À deux jours d'intervalle, j'ai trouvé dans ma boîte à lettres les deux périodiques d'information locale : "Ricochets", mercredi 8 octobre, puis "Ozoir magazine", vendredi 10.
Habituellement, je préfère nettement le premier, sur lequel je passe largement une heure, au second, auquel je consacre entre zéro et deux minutes. Pourtant, le trimestriel d'opposition est payant, contrairement à son concurrent, et la plupart de ceux qui contribuent à sa rédaction sont, à ma connaissance, des socialistes convaincus, ce qui n'est pas mon cas, loin s'en faut. Mais comme l'UMP (dont fait partie M. le Maire, je crois) et le FN sont, à mon avis, tout autant socialistes que le PS, ce ne peut être cet aspect des choses qui explique ma préférence.
Je crois que ce qui fait la différence, c'est le souci d'intéresser et de faire réfléchir le lecteur. Je le trouve manifeste pour "Ricochets" et quasi nul pour le magazine municipal. Je dois reconnaître que l'écart d'intérêt s'est un peu resserré à l'occasion des publications de ces derniers jours. J'ai passé à peu près cinq minutes sur "Ozoir magazine" où deux articles ont attiré mon attention : celui sur le golf des Agneaux ("Le plus beau golf de l'Est parisien !") et celui sur Stefan Aniol, triathlète ozoirien ("À l'assaut du Mont Rose - Alpes suisses"). Pour le reste, il m'a semblé voir une tentative de nous convaincre que si la dette de la ville augmentait de façon dramatique, c'était à cause de l'État et non pas des dépenses déraisonnables de la municipalité.

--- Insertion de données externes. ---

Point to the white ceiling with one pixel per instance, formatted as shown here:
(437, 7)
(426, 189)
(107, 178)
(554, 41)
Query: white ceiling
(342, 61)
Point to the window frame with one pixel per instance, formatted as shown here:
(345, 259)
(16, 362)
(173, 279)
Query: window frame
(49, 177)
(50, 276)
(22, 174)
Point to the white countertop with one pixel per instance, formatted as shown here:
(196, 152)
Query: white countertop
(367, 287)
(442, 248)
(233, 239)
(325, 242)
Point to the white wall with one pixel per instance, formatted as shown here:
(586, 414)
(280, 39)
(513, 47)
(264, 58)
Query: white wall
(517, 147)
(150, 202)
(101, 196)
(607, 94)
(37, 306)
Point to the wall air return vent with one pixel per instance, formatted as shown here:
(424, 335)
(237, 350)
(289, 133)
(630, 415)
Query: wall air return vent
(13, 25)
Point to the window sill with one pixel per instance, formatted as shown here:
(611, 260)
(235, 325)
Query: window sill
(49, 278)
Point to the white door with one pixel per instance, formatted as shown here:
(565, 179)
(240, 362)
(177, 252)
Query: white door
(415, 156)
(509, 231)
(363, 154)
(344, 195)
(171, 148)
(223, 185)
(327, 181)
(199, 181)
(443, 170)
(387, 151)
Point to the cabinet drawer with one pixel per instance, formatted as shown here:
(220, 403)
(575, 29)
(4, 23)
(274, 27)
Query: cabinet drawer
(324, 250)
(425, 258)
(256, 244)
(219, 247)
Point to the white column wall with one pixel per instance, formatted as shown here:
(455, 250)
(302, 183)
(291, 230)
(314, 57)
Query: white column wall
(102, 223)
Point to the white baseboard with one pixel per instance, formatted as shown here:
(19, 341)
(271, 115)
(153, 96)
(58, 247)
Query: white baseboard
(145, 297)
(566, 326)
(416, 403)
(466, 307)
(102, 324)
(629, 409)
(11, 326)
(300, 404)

Pour "Ricochets", j'ai aimé (ceci ne veut pas dire que j'étais d'accord, mais que je trouvais le sujet intéressant) l'éditorial, le courrier des lecteurs, et les articles ou rubriques consacrées à la vie locale ("Procès", "Quand Sainte-Thérèse laisse voir ses dessous", "Comment ça marche - La circulation à Ozoir", "Rebondissement au Clos-de-la-Vigne", "Le massif de l'Arc boisé : quand la forêt nous protège", "Rythmes scolaires à Ozoir ... et chez nos voisins", pages "Culture" et "Associations", tribunes libres, page "Commerces", mais aussi la rubrique "Ouvrages utiles" parlant de "Détache-moi ! Se séparer pour grandir", livre du pédopsychiatre Marcel Rufo, et de "Au secours, mon enfant rame à l'école !", livre de Claire-Lucie Cziffra, psychologue ozoirienne. D'autres articles ne m'ont pas laissé indifférent, mais ils pourraient se trouver dans n'importe quelle publication francophone : "La Chine : la destination très en vogue", "Une nouvelle recette de tarte Tatin" (page "eudémonisme"), "Lutte contre la corruption : une France à la traîne...", ainsi que deux pages "Jardinage".

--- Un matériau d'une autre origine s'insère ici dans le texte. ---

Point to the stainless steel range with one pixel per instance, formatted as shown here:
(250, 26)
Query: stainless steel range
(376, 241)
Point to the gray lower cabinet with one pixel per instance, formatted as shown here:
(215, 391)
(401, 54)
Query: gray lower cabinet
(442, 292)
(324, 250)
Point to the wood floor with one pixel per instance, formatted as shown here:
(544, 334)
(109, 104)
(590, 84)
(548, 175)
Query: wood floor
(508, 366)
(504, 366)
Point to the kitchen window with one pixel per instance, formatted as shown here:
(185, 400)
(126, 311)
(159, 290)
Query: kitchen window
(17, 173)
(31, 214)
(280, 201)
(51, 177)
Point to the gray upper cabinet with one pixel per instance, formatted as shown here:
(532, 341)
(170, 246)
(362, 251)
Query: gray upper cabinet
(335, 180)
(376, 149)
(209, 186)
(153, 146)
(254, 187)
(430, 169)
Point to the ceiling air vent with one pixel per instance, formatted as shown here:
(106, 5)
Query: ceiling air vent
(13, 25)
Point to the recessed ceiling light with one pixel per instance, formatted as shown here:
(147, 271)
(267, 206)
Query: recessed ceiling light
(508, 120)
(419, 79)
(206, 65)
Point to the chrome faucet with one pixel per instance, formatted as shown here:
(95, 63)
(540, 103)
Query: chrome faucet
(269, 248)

Je ne crois pas que cette différence de qualité tienne aux personnes, sauf à la marge. À mes yeux, elle illustre remarquablement la supériorité du capitalisme (système fondé sur la propriété privée des moyens de production et d'échange) sur le collectivisme (système fondé sur la propriété collective des moyens de production et d'échange). Je trouve piquant de voir des chantres du socialisme (doctrine condamnant la propriété privée des moyens de production et d'échange) mettre en évidence la supériorité d'un système (capitalisme) et d'une doctrine (le libéralisme, qui prône la non-intervention de l'État dans la vie économique et sociale) qu'ils disent abhorrer. Car "Ricochets" est produit par Paroles d'Ozoir, association privée, alors qu'"Ozoir magazine" est produit par la mairie d'Ozoir, une collectivité.

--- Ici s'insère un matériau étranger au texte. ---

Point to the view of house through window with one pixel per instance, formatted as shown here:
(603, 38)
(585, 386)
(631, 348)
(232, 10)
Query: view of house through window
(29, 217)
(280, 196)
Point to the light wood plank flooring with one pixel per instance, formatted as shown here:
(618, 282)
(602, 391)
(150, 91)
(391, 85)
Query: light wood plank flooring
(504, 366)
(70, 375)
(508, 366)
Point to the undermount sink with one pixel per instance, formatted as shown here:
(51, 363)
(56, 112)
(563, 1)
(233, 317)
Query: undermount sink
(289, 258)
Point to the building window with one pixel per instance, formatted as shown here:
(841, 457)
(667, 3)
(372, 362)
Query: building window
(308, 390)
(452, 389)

J'ai conscience que mes propos peuvent sembler moqueurs, voire critiques, vis-à-vis de tel ou tel (notamment, l'équipe de rédaction de "Ricochets" et M. le Maire d'Ozoir-la-Ferrière). En réalité, il n'en est rien : je respecte au plus haut point ces personnes, même si je ne suis pas d'accord avec certains de leurs propos, de leurs opinions ou de leurs actes.
J'ai conscience également que l'exposé de mes opinions, ci-dessus, irritera une bonne partie des lecteurs de cet article. Je suis ouvert à toute discussion courtoise à ce propos.